The two sides are set to resume negotiations this week, with Westbury's advisers confident they can squeeze a few extra pennies on top of the 560p-per-share offer made by the UK's No 2 housebuilder by volume.

The friendly deal, which is expected to be finalised within a fortnight, was being seen over the weekend as a potential trigger for a new round of acquisitions, akin to that in 2001 when Persimmon paid about £560m for Beazer Homes.

Crest Nicholson and Taylor Woodrow were among the companies tipped as potential bid targets, while analysts believed merger deals are possible as rivals re-examine the benefits of scale in a housebuilding industry beset by planning delays and raw materials and wage inflation.

Traders said fund managers would once again discuss the possibility of a re-rating for the sector. Traditionally, valuations have been among the lowest on the stock market, in part because of the profit collapses and bankruptcies triggered by the housing crash.

In recent months there has been growing speculation that private-equity and hedge funds - which are managing record amounts of money but finding fewer opportunities for investment - might be examining the possibility of acquisitions in what is by normal standards an under-leveraged sector.

Mark Hughes, the building sector analyst at Numis Securities, told investors to seek other bargains among the housebuilders.

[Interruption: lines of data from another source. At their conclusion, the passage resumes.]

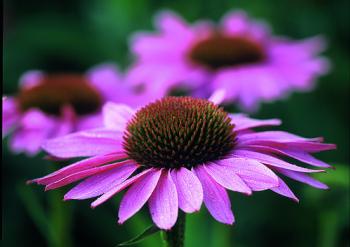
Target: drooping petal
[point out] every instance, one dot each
(100, 183)
(242, 122)
(189, 190)
(116, 116)
(120, 187)
(284, 140)
(85, 143)
(271, 161)
(301, 177)
(215, 197)
(284, 190)
(137, 195)
(79, 166)
(163, 203)
(296, 154)
(256, 175)
(83, 174)
(227, 177)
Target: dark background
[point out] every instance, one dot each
(75, 35)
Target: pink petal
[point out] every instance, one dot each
(85, 144)
(256, 175)
(163, 203)
(296, 154)
(271, 161)
(137, 195)
(10, 115)
(78, 166)
(277, 136)
(301, 177)
(284, 140)
(106, 78)
(189, 190)
(215, 197)
(242, 122)
(85, 173)
(284, 190)
(227, 177)
(100, 183)
(120, 187)
(116, 116)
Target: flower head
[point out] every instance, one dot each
(51, 105)
(240, 55)
(176, 153)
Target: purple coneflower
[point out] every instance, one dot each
(51, 105)
(240, 55)
(176, 153)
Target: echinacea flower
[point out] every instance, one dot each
(51, 105)
(177, 152)
(240, 56)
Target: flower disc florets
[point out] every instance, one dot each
(219, 51)
(179, 132)
(55, 91)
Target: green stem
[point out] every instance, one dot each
(175, 237)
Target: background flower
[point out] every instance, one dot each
(239, 55)
(51, 105)
(74, 35)
(189, 150)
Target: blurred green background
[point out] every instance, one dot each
(75, 35)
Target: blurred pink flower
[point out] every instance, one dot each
(176, 153)
(51, 105)
(240, 55)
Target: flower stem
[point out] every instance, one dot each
(175, 237)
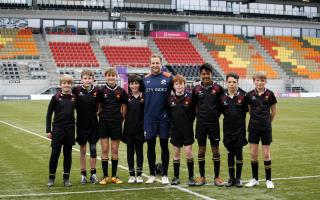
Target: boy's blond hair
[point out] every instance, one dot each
(87, 72)
(260, 75)
(155, 56)
(111, 71)
(66, 78)
(179, 78)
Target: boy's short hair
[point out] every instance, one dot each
(66, 78)
(260, 75)
(179, 78)
(233, 75)
(155, 56)
(206, 67)
(87, 72)
(111, 71)
(134, 78)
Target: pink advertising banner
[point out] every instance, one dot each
(169, 34)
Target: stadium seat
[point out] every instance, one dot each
(127, 56)
(234, 54)
(178, 51)
(17, 44)
(298, 57)
(73, 54)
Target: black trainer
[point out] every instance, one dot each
(238, 183)
(50, 182)
(175, 181)
(231, 182)
(191, 181)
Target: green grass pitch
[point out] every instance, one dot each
(295, 161)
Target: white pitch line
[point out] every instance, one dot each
(81, 192)
(120, 166)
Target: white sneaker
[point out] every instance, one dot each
(139, 179)
(253, 182)
(132, 179)
(83, 180)
(165, 180)
(151, 179)
(269, 184)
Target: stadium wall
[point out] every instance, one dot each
(23, 87)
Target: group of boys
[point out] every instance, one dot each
(168, 111)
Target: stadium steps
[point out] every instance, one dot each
(47, 60)
(155, 50)
(268, 58)
(104, 63)
(203, 51)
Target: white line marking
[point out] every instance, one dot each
(82, 192)
(120, 166)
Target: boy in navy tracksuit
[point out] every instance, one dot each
(234, 109)
(158, 87)
(62, 104)
(182, 117)
(133, 128)
(87, 123)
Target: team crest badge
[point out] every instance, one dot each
(225, 103)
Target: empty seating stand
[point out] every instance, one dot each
(72, 4)
(178, 51)
(298, 57)
(234, 54)
(9, 70)
(17, 44)
(37, 71)
(73, 54)
(15, 3)
(127, 56)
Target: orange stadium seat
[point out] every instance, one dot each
(298, 57)
(178, 51)
(17, 44)
(127, 56)
(73, 54)
(234, 54)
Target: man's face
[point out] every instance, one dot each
(87, 81)
(155, 65)
(232, 84)
(179, 87)
(134, 86)
(206, 77)
(260, 83)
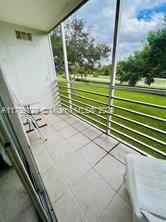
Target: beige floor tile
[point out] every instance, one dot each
(117, 211)
(37, 147)
(33, 136)
(67, 209)
(106, 142)
(111, 170)
(48, 130)
(92, 153)
(91, 132)
(54, 183)
(61, 151)
(81, 125)
(73, 168)
(55, 119)
(93, 195)
(121, 150)
(68, 131)
(78, 141)
(124, 194)
(53, 139)
(44, 162)
(72, 120)
(60, 125)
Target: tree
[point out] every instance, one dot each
(148, 62)
(83, 49)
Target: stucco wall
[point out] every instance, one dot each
(28, 65)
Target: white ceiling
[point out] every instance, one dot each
(37, 14)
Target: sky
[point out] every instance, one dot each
(138, 18)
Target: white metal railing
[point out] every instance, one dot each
(83, 102)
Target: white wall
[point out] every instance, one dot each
(28, 66)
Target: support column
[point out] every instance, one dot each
(114, 60)
(66, 66)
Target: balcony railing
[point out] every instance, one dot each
(138, 123)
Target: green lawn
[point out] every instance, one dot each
(159, 83)
(149, 98)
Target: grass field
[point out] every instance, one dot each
(159, 83)
(138, 96)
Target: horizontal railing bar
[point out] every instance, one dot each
(85, 104)
(140, 103)
(62, 91)
(139, 133)
(137, 141)
(84, 120)
(86, 91)
(120, 87)
(123, 134)
(138, 113)
(90, 111)
(125, 109)
(86, 116)
(139, 123)
(122, 117)
(92, 100)
(142, 90)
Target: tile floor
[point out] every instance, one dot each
(83, 171)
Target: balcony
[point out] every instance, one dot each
(82, 170)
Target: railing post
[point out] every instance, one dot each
(66, 66)
(114, 60)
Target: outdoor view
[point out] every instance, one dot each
(138, 114)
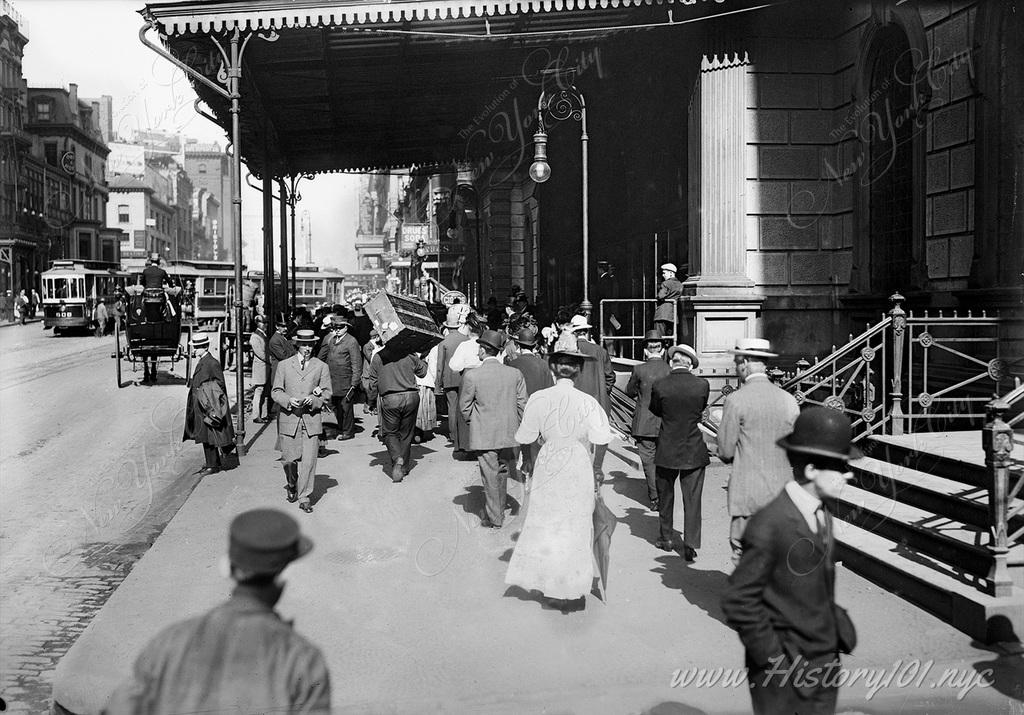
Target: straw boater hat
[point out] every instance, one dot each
(567, 346)
(686, 350)
(822, 432)
(753, 347)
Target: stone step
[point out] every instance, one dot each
(882, 560)
(943, 497)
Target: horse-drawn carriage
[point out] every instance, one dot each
(153, 330)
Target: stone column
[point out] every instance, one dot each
(721, 303)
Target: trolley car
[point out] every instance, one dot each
(72, 289)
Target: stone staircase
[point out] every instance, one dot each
(914, 520)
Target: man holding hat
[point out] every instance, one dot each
(679, 398)
(344, 360)
(646, 424)
(448, 381)
(597, 377)
(208, 420)
(241, 657)
(780, 598)
(301, 386)
(668, 296)
(492, 400)
(754, 419)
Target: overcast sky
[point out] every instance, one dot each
(94, 44)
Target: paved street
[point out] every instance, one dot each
(89, 474)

"Following the potential bid approach for Westbury - potentially one of the biggest stories in the sector for years - we have upgraded Taylor Woodrow, Westbury and Wilson Bowden recommendations," he said. "A consolidation story and a potential 'Persimmon in the FTSE' story are both positive, and both counter the negative margin outlook story for 2006. We have highlighted Westbury as a potential takeover candidate for more than two years now, and given the stock has traded close to its net asset value recently, it has looked likely."

Persimmon's advisers say it would have come under increasing pressure to return cash to shareholders if it could not find a big acquisition. The purchase of Westbury, which makes about 4,200 homes a year, would return Persimmon to the top slot in terms of numbers of homes built, with a combined total of about 17,000. Synergies of more than £20m are expected if the deal is agreed.